Intitúlase este libro Raymond, or Life and Death, y ha sido inspirado por la muerte de Raimundo Lodge, el hijo de sir Oliver, que en plena juventud cayó recientemente en la guerra, y que –según su padre– no ha entrado en el silencio de la muerte. Su amor filial encontró la rendija misteriosa, el hilo mágico, el transmisor y el receptor necesarios para decir al viejo dolorido palabras de consuelo y de paz…
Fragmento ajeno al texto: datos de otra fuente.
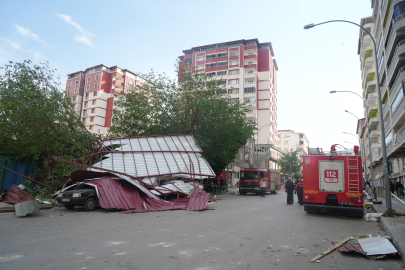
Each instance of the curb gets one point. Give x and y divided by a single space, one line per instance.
399 246
12 209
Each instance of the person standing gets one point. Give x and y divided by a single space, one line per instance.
300 191
289 188
263 186
392 187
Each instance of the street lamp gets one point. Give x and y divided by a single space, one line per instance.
369 146
384 147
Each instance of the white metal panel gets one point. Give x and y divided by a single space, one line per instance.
331 175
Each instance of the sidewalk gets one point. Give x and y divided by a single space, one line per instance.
394 226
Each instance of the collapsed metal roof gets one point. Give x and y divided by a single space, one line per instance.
176 155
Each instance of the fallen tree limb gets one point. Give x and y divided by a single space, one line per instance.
329 250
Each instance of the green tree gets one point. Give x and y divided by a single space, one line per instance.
36 120
195 104
289 163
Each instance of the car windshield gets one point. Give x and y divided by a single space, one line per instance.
249 175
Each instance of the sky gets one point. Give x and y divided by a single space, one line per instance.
144 35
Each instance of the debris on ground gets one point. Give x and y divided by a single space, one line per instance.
151 173
372 216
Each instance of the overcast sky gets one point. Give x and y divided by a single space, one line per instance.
145 35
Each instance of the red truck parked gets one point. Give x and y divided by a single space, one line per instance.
250 180
333 180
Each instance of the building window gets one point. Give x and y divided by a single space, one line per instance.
250 90
221 73
250 100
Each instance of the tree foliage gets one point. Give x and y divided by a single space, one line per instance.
36 120
289 163
195 104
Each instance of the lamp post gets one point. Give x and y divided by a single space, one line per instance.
256 147
369 146
383 145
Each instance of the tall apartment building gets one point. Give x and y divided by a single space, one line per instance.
248 70
95 92
387 25
290 140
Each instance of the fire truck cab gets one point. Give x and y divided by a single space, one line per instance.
333 180
250 180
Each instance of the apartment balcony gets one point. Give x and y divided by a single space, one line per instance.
250 57
373 122
375 136
371 99
394 35
251 66
398 114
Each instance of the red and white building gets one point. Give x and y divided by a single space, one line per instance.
95 92
248 70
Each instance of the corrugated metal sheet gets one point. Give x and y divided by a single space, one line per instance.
198 200
16 195
141 157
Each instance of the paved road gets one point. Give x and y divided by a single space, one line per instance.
244 232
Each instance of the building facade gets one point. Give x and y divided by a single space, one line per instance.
248 70
386 25
95 92
288 140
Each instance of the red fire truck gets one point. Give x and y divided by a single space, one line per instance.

No olvidemos que sir Oliver Lodge pertenece a la única sociedad que existe en el mundo, científicamente organizada, para arrancar su secreto a la esfinge. Me refiero a The Society for Psychical Research, que lleva ya publicados más de cuarenta volúmenes de hechos, de puros hechos, todos comprobados.
El libro de sir Oliver envuelve tres proposiciones:
Primera: que los que han muerto continúan viviendo individualmente.
Segunda: que los que han muerto siguen interesándose por las personas y por la suerte de sus amigos ausentes.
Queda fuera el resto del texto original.